当前位置:网站首页>CSDN question and answer tag skill tree (I) -- Construction of basic framework
CSDN question and answer tag skill tree (I) -- Construction of basic framework
2022-07-06 10:41:00 【Alexxinlu】
Catalog
Series articles
- CSDN Q & a tag skill tree ( One ) —— Construction of basic framework
- CSDN Q & a tag skill tree ( Two ) —— Effect optimization
- CSDN Q & a tag skill tree ( 3、 ... and ) —— Python The skill tree
- CSDN Q & a tag skill tree ( Four ) —— Java The skill tree
- CSDN Q & a tag skill tree ( 5、 ... and ) —— Cloud native skill tree
Team blog : CSDN AI team
1 Problem definition
1.1 background
At present CSDN The questions in the question and answer module are simply classified , for example :Python、Java、C Languages and other categories , Instead of mapping questions to specific knowledge points in the general category , For example, in the example below , The problem belongs to Python Data visualization in language .

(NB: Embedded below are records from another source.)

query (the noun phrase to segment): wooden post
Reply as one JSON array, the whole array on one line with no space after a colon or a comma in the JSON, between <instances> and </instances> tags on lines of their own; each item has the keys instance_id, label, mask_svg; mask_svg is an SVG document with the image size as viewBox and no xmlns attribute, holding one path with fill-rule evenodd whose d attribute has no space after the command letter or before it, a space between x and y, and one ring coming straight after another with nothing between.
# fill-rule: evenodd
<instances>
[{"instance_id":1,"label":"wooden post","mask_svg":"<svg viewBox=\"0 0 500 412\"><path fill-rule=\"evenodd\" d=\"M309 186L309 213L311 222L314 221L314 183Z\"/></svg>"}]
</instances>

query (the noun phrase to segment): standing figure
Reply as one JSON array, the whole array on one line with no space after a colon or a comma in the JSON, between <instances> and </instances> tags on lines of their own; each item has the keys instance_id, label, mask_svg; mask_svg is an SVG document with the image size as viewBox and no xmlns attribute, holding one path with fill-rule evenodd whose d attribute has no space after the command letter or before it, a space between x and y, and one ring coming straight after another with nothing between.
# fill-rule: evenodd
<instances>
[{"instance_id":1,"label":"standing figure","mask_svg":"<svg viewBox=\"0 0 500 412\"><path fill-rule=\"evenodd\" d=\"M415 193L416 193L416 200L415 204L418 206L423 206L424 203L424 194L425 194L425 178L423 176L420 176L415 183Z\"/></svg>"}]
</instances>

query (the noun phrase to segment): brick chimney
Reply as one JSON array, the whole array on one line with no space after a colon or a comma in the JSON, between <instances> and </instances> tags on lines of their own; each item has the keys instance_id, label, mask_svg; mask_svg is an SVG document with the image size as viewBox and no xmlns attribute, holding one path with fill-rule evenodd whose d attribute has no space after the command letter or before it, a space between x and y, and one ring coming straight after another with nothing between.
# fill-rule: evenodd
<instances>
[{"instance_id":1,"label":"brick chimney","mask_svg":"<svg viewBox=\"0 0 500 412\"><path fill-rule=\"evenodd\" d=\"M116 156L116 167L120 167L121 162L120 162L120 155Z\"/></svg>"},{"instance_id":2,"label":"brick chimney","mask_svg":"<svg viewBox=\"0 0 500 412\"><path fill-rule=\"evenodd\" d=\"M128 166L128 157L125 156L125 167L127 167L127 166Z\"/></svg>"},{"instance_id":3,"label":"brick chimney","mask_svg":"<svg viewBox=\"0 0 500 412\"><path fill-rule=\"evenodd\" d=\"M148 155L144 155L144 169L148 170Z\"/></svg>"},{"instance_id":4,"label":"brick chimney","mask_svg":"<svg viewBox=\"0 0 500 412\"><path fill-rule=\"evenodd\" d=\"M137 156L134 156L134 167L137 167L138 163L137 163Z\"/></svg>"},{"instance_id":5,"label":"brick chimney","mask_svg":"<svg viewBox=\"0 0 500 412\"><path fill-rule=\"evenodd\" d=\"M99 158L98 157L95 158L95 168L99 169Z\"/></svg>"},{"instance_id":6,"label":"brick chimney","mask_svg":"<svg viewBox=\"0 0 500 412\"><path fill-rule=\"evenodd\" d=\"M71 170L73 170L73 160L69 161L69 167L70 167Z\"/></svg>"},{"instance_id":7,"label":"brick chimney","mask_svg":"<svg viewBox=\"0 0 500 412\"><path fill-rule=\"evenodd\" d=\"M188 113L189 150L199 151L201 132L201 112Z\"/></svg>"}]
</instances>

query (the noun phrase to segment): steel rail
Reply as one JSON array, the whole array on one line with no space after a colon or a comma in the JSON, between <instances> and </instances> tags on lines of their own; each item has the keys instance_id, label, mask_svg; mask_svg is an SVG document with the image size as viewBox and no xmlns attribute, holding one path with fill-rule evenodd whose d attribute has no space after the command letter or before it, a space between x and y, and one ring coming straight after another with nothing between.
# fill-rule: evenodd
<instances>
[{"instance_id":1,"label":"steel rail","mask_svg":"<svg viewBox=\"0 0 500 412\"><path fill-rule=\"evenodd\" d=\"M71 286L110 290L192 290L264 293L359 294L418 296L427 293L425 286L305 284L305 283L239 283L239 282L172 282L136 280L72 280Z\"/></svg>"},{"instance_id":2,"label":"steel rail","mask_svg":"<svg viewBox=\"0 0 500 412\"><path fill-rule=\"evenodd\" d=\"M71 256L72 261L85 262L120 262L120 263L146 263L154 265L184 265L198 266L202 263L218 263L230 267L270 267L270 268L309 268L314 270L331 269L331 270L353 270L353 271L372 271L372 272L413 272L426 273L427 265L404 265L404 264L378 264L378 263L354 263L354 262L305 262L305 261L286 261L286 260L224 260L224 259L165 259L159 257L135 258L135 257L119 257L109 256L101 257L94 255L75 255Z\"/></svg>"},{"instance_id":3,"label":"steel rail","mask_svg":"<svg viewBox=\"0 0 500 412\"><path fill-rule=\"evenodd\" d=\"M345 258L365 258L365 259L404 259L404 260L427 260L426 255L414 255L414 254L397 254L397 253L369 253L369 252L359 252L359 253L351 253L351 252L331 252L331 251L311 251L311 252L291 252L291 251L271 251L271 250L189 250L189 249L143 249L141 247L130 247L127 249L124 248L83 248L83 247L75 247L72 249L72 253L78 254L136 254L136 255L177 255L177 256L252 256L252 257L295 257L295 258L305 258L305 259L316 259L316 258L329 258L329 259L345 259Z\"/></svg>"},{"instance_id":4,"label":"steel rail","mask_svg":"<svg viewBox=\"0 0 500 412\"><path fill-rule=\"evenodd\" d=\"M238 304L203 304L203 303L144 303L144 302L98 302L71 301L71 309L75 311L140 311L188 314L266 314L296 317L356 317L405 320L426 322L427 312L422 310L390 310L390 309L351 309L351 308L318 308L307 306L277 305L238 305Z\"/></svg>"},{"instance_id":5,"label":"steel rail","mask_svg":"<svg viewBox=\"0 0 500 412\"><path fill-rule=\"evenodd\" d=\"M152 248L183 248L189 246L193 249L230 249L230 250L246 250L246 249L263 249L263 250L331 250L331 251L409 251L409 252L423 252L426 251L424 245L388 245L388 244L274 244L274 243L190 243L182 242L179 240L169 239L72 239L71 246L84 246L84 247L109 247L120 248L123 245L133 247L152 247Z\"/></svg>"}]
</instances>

Fine grained classification and division of problems , It can make the questioner more clearly understand the position of the question in the knowledge system , It is also convenient for the system to more accurately recommend relevant materials to the questioner for learning and reference .
In order to solve the above problems , This paper first builds a programming language skill tree for each category , Then map the previously adopted questions to specific nodes in the skill tree , Finally, for a new question , Based on the constructed skill tree , Match to the most similar node , And recommend the adopted questions on this node .
2 Solution
2.1 Knowledge gathering
To build a programming skill tree , First of all, we need to collect relevant knowledge , This paper starts with Python For example, programming languages , Carry out specific implementation .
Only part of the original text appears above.